Zsh Mailing List Archive
Messages sorted by: Reverse Date, Date, Thread, Author

Re: more splitting



On Wed 15 Apr 2026, at 12:21, Ray Andrews wrote:
> That's sorta why I was expecting the pipe to
> send *everything* about the var down the tube.  Tho ... it's not a
> logical issue if it was a design decision that pipes would alter arrays
> by deliberately remanufacturing them into strings.

pipes don't alter arrays. pipes are a way for one command or process to
feed data into another. the pipe is completely agnostic to exactly what
that data is. like bart said, it's just bytes. the command that's
writing into the pipe has to decide what those bytes will be

in the case of the print command, its purpose is to simply spit back out
all of the inputs it receives. by default it separates them by a space
and puts a \n at the very end. this is a fundamentally transformative
process. at the end of it, all you have is some text, which contains
zero information about how it was produced. were the original inputs
'a b' 'c d' or 'a b c d' or 'a' 'b' 'c' 'd'? there's no way to know. nor
is there any way to know what you did (parameter expansion, command
substitution, etc) to produce those inputs. all you have is the text.
that text is what print writes into the pipe, and what od reads out of
it

---

so the full chain of events is:

  var=( 'a b' 'c d' 'e f' )

you tell the shell to create a data structure, an array, containing
three elements of three characters each. the shell does not store the
quotes or the spaces between these elements, it has its own way of doing
things internally that you don't need to worry about. the quotes and
spaces are just part of the language you use to talk to the shell

  print $var | od

you tell the shell to do several things all at once. first, the shell
needs to deal with $var. this is parameter-expansion syntax. it tells
the shell 'put the *contents* of the parameter called var here'. since
var is an array of multiple elements, the shell will *act like* you had
typed out each of these elements separately, effectively this:

  print 'a b' 'c d' 'e f' | od

then the shell creates the pipe

it runs od and connects its input to the pipe's output. od waits for
some data to appear

then it runs print, connects its output to the pipe's input, and passes
it the three elements/words produced by the parameter expansion as
arguments. again, the *syntax* of spaces and quotes isn't used for this
operation. basically the shell is doing something like this (python
pseudo-code):

  run_command(cmd="print", args=["a b", "c d", "e f"])

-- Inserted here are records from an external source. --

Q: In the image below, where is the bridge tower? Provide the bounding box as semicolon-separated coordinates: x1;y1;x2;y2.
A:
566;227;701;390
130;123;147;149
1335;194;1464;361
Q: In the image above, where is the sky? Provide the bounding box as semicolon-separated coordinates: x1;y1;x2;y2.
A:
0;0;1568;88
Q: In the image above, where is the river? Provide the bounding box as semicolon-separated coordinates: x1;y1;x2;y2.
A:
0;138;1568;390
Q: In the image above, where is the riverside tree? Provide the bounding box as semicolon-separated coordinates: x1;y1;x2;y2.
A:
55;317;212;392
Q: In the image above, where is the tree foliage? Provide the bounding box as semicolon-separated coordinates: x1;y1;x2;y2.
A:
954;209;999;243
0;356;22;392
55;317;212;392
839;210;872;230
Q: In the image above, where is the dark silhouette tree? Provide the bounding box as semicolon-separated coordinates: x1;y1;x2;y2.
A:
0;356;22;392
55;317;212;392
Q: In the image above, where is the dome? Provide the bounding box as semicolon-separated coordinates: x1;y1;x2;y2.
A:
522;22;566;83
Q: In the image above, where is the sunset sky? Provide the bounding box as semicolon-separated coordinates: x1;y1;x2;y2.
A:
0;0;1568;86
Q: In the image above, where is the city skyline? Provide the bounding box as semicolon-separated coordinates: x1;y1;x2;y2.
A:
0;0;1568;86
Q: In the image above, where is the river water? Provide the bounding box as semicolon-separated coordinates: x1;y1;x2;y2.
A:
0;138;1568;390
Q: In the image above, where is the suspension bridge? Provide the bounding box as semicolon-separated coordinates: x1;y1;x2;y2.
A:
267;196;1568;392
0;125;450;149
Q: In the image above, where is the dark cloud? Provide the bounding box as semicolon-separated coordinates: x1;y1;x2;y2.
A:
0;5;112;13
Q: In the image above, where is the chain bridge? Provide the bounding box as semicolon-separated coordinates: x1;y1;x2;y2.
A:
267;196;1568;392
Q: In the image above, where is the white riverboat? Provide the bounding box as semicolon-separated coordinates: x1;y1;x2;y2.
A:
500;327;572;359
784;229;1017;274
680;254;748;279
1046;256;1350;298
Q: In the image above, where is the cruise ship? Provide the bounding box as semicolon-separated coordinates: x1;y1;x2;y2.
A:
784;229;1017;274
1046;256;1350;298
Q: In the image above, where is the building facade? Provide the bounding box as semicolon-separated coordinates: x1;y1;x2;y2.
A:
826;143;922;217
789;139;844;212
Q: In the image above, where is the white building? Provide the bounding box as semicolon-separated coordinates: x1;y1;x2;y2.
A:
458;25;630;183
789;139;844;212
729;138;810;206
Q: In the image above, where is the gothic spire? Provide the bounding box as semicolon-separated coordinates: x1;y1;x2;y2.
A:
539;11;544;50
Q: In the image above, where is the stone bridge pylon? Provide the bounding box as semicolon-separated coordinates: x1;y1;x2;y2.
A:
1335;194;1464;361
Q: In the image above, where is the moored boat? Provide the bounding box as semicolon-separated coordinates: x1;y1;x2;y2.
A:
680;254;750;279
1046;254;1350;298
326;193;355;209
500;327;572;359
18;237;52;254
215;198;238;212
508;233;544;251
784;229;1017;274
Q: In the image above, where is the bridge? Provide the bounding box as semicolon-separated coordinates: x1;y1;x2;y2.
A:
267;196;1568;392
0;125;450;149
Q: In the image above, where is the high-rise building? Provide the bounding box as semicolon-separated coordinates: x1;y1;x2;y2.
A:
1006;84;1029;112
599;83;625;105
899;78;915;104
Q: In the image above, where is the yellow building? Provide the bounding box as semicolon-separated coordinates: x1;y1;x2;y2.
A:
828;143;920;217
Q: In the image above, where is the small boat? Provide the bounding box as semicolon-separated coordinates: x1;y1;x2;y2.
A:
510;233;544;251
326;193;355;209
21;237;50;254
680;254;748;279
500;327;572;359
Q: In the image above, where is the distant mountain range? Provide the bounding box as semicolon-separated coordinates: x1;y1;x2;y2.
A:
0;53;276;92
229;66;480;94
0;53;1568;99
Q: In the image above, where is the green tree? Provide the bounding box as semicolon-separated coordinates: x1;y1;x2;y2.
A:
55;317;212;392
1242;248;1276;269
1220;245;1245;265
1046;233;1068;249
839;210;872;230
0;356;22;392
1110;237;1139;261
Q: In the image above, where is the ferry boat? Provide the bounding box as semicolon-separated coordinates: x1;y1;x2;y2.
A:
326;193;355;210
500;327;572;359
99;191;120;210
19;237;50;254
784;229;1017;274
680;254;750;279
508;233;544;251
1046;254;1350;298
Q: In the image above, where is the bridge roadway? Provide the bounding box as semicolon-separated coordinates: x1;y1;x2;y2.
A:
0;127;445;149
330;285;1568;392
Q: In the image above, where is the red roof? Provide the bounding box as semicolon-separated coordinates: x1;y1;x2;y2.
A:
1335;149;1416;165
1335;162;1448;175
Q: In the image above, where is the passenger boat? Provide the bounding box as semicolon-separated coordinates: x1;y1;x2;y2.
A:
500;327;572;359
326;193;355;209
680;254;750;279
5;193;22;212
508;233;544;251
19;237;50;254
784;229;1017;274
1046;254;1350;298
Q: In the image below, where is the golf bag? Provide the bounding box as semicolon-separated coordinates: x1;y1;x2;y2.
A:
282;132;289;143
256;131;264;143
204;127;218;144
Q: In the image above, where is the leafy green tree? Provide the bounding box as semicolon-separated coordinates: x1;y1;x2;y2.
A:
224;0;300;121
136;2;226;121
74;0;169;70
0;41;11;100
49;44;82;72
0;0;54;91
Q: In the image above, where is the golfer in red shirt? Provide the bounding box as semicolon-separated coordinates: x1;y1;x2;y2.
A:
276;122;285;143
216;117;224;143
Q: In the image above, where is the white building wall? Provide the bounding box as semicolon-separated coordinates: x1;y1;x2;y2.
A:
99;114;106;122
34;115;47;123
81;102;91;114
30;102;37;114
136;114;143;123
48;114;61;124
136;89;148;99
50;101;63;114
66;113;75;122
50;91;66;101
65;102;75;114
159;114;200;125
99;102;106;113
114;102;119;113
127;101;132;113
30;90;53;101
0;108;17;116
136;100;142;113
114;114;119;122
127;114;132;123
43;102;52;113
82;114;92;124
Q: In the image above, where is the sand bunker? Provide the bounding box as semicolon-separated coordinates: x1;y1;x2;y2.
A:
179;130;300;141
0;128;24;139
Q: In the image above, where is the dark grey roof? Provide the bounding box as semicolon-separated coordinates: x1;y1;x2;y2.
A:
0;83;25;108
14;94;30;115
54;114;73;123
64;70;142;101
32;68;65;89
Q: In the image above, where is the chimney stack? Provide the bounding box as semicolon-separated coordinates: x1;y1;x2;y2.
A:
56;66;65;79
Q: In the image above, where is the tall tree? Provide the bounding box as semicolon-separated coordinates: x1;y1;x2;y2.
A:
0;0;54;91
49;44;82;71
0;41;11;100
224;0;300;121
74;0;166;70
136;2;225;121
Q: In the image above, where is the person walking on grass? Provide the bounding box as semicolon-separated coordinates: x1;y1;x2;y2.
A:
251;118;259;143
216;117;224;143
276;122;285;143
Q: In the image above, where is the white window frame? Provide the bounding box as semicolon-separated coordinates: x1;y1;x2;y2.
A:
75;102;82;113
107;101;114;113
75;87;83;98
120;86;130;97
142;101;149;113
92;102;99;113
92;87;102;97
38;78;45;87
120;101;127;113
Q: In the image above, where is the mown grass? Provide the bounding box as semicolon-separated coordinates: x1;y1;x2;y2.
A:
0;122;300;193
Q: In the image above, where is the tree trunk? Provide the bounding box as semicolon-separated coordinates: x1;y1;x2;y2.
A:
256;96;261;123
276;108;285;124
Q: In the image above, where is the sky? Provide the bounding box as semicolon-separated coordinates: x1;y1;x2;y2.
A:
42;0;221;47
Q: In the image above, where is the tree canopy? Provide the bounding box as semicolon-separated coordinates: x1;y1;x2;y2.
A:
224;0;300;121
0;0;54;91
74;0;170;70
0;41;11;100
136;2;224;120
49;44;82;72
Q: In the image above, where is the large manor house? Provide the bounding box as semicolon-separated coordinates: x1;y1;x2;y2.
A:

print does not know *anything* about where those inputs came from. it
doesn't know that you used parameter expansion, it wouldn't know how you
quoted them if you'd typed them by hand, etc. it doesn't even know that
var exists. all it knows is that it got three arguments and it needs to
print them

so it essentially makes a string like this (pseudo-code again):

  output = " ".join(args) + "\n"

in other words

  output = "a b c d e f\n"

again, because of this transformation, not only can you not tell how the
arguments to print were produced, you can't even tell what the arguments
*were*. all of the information about how they were structured is gone,
it's just some random text now

print then writes this text to its output, which again is connected to
the pipe. (if it were not connected to the pipe, it would print it to
the screen -- again, as just text. that's print's job, to print text)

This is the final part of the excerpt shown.